Okuyucuyu kandırmayın! (1)

Son zamanlarda çevremdeki insanlardan da sık sık duyduğum bir konu: internette “TIK TUZAĞI”. Diğer internet sitelerinin bu yönteme başvurmasını çok dert edinmiyorum ama haber sitelerinin hele hele de en çok takip edilen sitelerinin bunu yapması doğrusu beni üzüyor. Bu meseleyi daha önce de birkaç defa yazdım ama dikkat çekmek adına bir kez daha yazayım istedim.
*
İnternet siteleri bir “TIK” daha fazla almak uğruna okuyucuları kandırmaktan vazgeçmiyor. Olmadık başlıklar, olmadık görseller kullanılarak okuyucuya resmen tuzak kuruluyor. Kısa vadede bu yöntemle sonuç alabilirsiniz ama bilin ki uzun vadede habercilik kaybedecektir. Okuyucunun size olan güvenini kaybederseniz verdiğiniz haberin de inandırıcılığı kalmaz.
*
“şok gelişme”, “flaş açıklama”, “bakın o ünlü kim çıktı”, “okuyunca inanamayacaksınız” gibi sıradan, gazetecilik ahlakı ve etiğinden uzak yöntemlerle okuyucuyu kandırmak, aptal yerine koymak çok ayıp.
*
Bakın size bir örnek vereyim de ne demek istediğim iyice anlaşılsın. Hürriyet.com.tr’de bugün (dün) yayınlanan bir haber.
 
Haberin başlığı: Herkes çaresiz! İlçenin yüzde 90’ını kapladı.

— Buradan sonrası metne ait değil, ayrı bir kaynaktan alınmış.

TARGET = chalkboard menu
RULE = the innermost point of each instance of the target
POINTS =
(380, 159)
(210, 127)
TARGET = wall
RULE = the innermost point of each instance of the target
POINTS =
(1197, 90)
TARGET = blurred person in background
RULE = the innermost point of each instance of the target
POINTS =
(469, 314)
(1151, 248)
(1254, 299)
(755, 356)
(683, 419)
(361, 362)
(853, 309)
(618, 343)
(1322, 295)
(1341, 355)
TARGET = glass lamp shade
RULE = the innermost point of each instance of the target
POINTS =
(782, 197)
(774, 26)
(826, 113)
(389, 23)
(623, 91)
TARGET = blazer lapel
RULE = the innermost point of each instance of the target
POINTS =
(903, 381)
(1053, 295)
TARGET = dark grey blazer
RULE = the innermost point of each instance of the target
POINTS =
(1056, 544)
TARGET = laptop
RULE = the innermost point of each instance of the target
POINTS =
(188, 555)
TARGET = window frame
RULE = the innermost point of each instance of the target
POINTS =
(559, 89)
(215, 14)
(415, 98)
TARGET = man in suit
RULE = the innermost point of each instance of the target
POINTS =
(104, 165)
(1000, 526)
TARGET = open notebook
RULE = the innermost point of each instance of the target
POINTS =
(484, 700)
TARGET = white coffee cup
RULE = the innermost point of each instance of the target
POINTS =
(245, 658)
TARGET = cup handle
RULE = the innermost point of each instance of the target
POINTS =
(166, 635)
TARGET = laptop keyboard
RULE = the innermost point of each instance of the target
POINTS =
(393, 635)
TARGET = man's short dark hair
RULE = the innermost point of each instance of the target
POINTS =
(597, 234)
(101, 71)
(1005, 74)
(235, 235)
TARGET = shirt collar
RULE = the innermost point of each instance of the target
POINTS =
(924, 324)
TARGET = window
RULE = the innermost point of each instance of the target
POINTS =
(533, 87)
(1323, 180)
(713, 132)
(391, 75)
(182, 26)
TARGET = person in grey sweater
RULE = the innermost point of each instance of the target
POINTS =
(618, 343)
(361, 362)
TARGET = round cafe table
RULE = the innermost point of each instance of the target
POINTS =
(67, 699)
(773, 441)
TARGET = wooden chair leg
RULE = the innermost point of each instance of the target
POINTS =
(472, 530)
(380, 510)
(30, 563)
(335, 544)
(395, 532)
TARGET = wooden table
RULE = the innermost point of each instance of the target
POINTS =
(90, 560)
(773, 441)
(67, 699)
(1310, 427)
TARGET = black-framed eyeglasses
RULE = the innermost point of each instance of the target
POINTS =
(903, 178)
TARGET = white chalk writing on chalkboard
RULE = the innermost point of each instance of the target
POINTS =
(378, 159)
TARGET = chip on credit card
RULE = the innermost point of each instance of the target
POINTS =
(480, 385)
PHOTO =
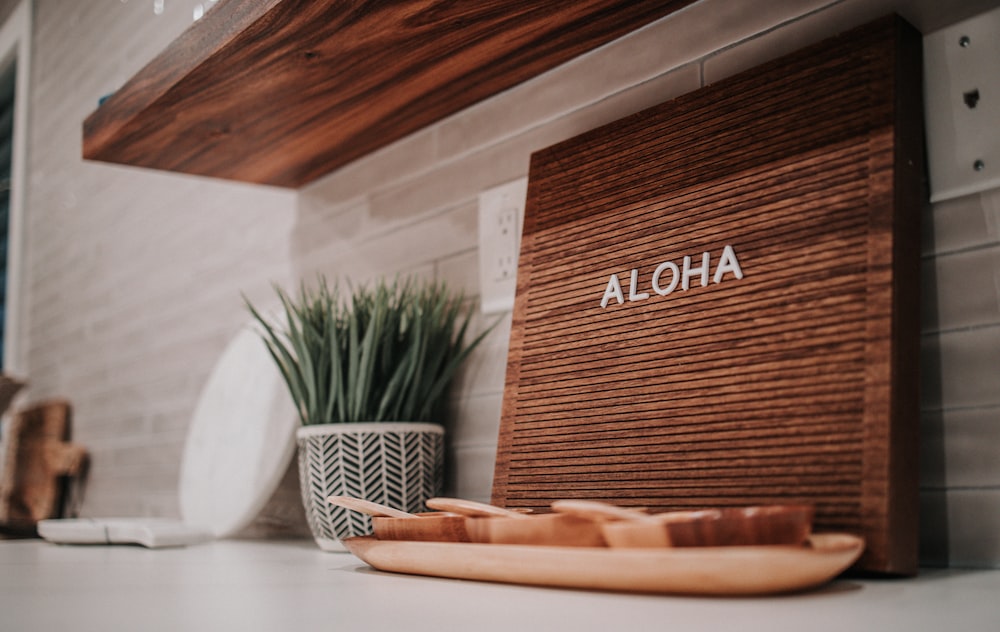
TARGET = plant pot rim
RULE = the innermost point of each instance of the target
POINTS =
(369, 426)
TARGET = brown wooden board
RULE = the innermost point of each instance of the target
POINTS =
(282, 92)
(787, 371)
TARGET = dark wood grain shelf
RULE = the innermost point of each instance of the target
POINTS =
(281, 92)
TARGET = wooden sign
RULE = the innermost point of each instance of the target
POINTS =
(717, 300)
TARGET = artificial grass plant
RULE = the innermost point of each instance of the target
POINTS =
(383, 352)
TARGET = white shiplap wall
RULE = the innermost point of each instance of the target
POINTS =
(134, 276)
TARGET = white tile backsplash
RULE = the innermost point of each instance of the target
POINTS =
(134, 277)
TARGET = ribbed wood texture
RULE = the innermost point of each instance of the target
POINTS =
(796, 382)
(281, 92)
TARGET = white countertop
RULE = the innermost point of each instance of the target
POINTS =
(291, 585)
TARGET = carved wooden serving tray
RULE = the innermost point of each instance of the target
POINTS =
(734, 570)
(717, 300)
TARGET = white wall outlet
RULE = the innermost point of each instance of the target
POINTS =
(962, 106)
(501, 215)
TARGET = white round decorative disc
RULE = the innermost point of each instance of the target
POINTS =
(241, 439)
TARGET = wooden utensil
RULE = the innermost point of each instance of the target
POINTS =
(742, 526)
(368, 507)
(392, 524)
(553, 529)
(472, 508)
(597, 510)
(429, 527)
(729, 570)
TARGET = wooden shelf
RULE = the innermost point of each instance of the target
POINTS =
(282, 92)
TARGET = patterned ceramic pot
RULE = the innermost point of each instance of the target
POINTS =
(396, 464)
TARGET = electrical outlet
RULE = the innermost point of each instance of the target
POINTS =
(501, 215)
(962, 99)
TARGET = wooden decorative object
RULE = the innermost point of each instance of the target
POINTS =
(282, 92)
(718, 571)
(717, 300)
(37, 463)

Haberin alt başlığı: Karasu ve Kocaeli ilçelerinde büyük panik yaşanıyor.
Haberi tıklamadan önce insanda şöyle bir izlenim doğuyor: Galiba insan sağlığını tehdit eden ciddi bir sorun var. Ancak linki tıklayıp içeriğin tamamını gördüğünüzde ağaçlara zarar veren bir böcek haberi olduğunu anlıyorsunuz. Tamamen “TIK” almak için kurgulanan bir cinlikle yazılmış başlıklar. Okuyucular bunu haketmiyor kesinlikle.
 
*
Eğer daha fazla “TIK” almak istiyorsanız faklı ve kaliteli içerik üretin. Bakın nasıl ilgi görüyor okuyucudan. Kalite deyince insan faktörü devreye giriyor. Kaliteli içeriği iyi donanımlı haberciler ancak üretebilir. Klasik medyada olduğu gibi dijital medyada da durum pek parlak değil. Bu meseleyi şimdilik burada bırakayım. Yarın, “medyada neden kaliteyi yakalayamıyoruz?” sorununu etraflıca yazacağım.
 
Cem yılmaz haklı mı?
 
Bu köşede bugüne kadar hiç magazin haberciliği ile ilgili yazmadım. Ancak Cem Yılmaz’ın Bodrum’da sevgilisi Defne Samyeli ile MFÖ konserini izlerken korumalarının etten duvar ördüğü o kareyi görünce dayanamadım.
Birincisi; konsere giden biri neden etrafına etten duvar örer? Eğlenmeye mi gittin kasılmaya mı!
İkincisi; sayelerinde varolduğun hayranlarınla arana neden bu duvarı ördün?
Üçüncüsü; bunu haber yapan habercileri neden suçluyorsun?
Son olarak, senin gibi bir ünlü her zaman takip edilir ve haber yapılır. Tabi ki özel hayata saygı çerçevesinde.